Eleven objects, five photos, three books and a pamphlet, all highlights, from the long and diverse career of Shiro Kuramata are currently on exhibit in “Liberated Zone” at Clear Gallery, a venue tucked away on a side street between Omotesando and Shibuya. They have selected objects from his material periods of acrylic, glass and expanded metal (more commonly called mesh or metal grating). Consequently the show emphasizes Kuramata’s obsession with immateriality and transparency.
Kuramata (1934-1991) was a fantastic force in furniture, interior and product design. His works glide effortlessly between the influences of their time, primarily minimalism and post modernism. Rather than being bluntly identified with movements of their time, as is so much design when it focuses on symbols, Kuramata’s fascination with material and poetic detailing simultaneously achieves being of its time and timelessness.
The earliest piece exhibited is Luminous Chair, a white acrylic chair from 1969. Seductively smooth like ice cream carved out with a warm scoop, a hollow for the body has been melted away and a light within the form illuminates with a serene glow. To demonstrate the chair a series of black and white photos shows a backlit naked woman reposing in a variety of positions, mostly womb-like. The photos, looking as dated as the 70s era from whence they come, contain the period’s timeless vitality and conviction that scientific and industrial progress are not at odds with society but in harmony with and accommodating of humanity.
Many of the furniture designs on display developed into environmental works, most often for long-time client Issey Miyake. Glass Chair (1976) preceded Miyake’s showroom by a year in which minimal shelves hung at angles in a type of public gallery. The chair is a poetically marvelous feat; the gallery attendant assured me that it could support about 100 kilograms. A decade later, in 1985, Kuramata designed Twilight Time, a table that combines a stepped-edge glass top with three expanded metal cone-shaped legs. The ensemble looks delicately fragile as if the top were precariously balanced. The transition from glass to expanded metal prefaced his next boutique for Miyake in 1987, which, like the table, had no visible connections or appendages. Both are apparitions in and of space describing form rather than tectonics.

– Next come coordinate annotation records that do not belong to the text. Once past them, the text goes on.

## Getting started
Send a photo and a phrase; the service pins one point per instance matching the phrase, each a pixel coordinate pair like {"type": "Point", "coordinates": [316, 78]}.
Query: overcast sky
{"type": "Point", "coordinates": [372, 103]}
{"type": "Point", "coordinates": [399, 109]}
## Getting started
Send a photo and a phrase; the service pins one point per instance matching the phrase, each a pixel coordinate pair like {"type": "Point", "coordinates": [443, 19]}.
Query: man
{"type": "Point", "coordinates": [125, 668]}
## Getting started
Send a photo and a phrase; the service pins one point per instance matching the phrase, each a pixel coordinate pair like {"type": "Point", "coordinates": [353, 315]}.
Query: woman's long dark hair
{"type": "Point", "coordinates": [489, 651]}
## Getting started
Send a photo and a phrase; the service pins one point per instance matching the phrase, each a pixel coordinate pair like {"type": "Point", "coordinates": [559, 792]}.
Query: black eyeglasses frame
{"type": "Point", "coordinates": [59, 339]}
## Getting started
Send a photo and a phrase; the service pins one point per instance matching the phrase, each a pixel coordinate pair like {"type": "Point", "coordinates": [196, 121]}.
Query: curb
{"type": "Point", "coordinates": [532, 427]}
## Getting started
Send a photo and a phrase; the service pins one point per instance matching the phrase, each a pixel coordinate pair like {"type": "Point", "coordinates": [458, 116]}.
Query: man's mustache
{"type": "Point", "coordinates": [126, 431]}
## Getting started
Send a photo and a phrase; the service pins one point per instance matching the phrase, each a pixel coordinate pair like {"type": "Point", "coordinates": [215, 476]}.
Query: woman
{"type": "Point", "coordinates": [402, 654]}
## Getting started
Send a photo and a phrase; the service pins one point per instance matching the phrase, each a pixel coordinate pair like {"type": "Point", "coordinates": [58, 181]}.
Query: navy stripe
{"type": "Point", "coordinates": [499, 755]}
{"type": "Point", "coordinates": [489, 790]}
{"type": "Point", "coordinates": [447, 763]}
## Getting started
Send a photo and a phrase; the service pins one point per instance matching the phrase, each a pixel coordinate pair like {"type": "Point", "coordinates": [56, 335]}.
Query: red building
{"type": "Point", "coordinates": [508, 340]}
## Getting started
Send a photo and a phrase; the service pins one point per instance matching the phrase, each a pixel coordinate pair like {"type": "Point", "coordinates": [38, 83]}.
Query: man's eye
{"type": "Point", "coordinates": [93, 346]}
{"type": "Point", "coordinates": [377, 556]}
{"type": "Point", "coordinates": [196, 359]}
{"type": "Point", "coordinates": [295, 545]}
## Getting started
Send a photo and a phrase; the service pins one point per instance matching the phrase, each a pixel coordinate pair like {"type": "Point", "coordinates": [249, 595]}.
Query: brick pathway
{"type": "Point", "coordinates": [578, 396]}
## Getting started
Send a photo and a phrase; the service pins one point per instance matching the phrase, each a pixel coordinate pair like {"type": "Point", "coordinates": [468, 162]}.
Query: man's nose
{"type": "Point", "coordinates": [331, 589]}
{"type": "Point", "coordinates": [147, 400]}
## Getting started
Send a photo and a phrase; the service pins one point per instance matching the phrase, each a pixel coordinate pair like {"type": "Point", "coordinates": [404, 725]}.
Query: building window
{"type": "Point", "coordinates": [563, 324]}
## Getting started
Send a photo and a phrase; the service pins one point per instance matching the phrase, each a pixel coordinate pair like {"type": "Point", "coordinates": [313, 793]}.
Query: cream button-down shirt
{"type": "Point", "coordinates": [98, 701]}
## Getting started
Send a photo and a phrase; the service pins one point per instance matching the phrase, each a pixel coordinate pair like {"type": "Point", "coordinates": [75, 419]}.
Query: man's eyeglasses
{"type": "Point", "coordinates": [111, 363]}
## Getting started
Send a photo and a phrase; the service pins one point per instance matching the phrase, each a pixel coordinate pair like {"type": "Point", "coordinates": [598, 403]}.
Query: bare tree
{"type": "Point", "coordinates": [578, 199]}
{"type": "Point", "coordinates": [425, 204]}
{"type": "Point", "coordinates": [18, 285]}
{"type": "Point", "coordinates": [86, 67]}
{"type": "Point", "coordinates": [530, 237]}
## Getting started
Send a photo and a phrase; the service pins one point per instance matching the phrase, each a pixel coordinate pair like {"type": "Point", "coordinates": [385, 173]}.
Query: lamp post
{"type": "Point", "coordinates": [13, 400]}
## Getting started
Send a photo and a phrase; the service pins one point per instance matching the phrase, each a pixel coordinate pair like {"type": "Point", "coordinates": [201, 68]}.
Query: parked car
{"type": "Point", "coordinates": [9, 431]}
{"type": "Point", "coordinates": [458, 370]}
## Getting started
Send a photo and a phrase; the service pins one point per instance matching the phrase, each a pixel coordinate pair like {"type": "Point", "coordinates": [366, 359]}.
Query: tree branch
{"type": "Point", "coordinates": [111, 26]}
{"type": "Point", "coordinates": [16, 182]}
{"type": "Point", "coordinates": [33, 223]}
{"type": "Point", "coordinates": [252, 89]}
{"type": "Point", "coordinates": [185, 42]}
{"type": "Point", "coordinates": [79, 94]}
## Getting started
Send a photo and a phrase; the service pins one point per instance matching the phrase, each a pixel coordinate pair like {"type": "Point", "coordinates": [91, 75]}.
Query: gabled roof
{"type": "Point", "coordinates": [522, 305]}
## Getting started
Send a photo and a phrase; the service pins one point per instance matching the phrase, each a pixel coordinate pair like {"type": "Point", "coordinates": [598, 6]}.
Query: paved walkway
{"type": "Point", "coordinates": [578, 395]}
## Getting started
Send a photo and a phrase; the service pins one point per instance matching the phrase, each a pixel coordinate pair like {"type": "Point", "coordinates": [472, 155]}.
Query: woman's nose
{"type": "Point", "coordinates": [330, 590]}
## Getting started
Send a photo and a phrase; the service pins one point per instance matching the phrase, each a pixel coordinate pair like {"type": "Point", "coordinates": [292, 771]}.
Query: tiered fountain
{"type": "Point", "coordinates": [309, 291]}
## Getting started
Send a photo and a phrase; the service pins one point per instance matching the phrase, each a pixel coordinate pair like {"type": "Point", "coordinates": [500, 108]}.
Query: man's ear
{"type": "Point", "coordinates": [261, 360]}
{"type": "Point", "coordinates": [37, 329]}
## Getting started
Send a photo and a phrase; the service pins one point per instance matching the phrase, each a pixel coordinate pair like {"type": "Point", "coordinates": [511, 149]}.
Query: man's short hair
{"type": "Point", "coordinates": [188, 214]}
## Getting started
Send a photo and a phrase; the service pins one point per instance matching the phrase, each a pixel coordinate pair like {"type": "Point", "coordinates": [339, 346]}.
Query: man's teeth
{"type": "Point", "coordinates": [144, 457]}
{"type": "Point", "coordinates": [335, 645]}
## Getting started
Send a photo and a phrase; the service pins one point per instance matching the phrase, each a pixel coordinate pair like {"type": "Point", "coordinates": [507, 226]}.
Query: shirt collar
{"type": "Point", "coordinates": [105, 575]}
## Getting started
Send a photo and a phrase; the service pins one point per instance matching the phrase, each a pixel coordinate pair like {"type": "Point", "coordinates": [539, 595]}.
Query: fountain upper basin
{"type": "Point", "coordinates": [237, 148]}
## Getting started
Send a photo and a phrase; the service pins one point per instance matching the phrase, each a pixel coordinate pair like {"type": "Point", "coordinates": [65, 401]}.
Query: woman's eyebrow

The piece that has captured the creative profession’s fancy and the purse of auction house bidding is Miss Blanche (1988). (In October 2007 Christie’s London auctioned one for a reported £156,500 [35,000,000 yen], three times the estimated upper bid.) The acrylic chair cast with embedded artificial red roses captures the essence of surrealism in furniture—life caught floating frozen timeless in blooming. Kuramata continued with this theme and produced a variety of objects with, most frequently, feathers cast in the resin—a meditation on the paradox of the ephemeral and permanent.
All the works display a refinement, singularity, if not monumentality. However, beyond their slick appearance the work declares optimism in material and industry. The toughest aspect of making things, Kuramata had said, were the seams. They reveal the finite. It was this attention to detail that sets his work apart—never overwrought or highlighted, Kuramata’s details lean toward neat coupling, simple or self-effacing. Clear Gallery’s small but varied collection provides a worthwhile overview of his sensibilities and aesthetics.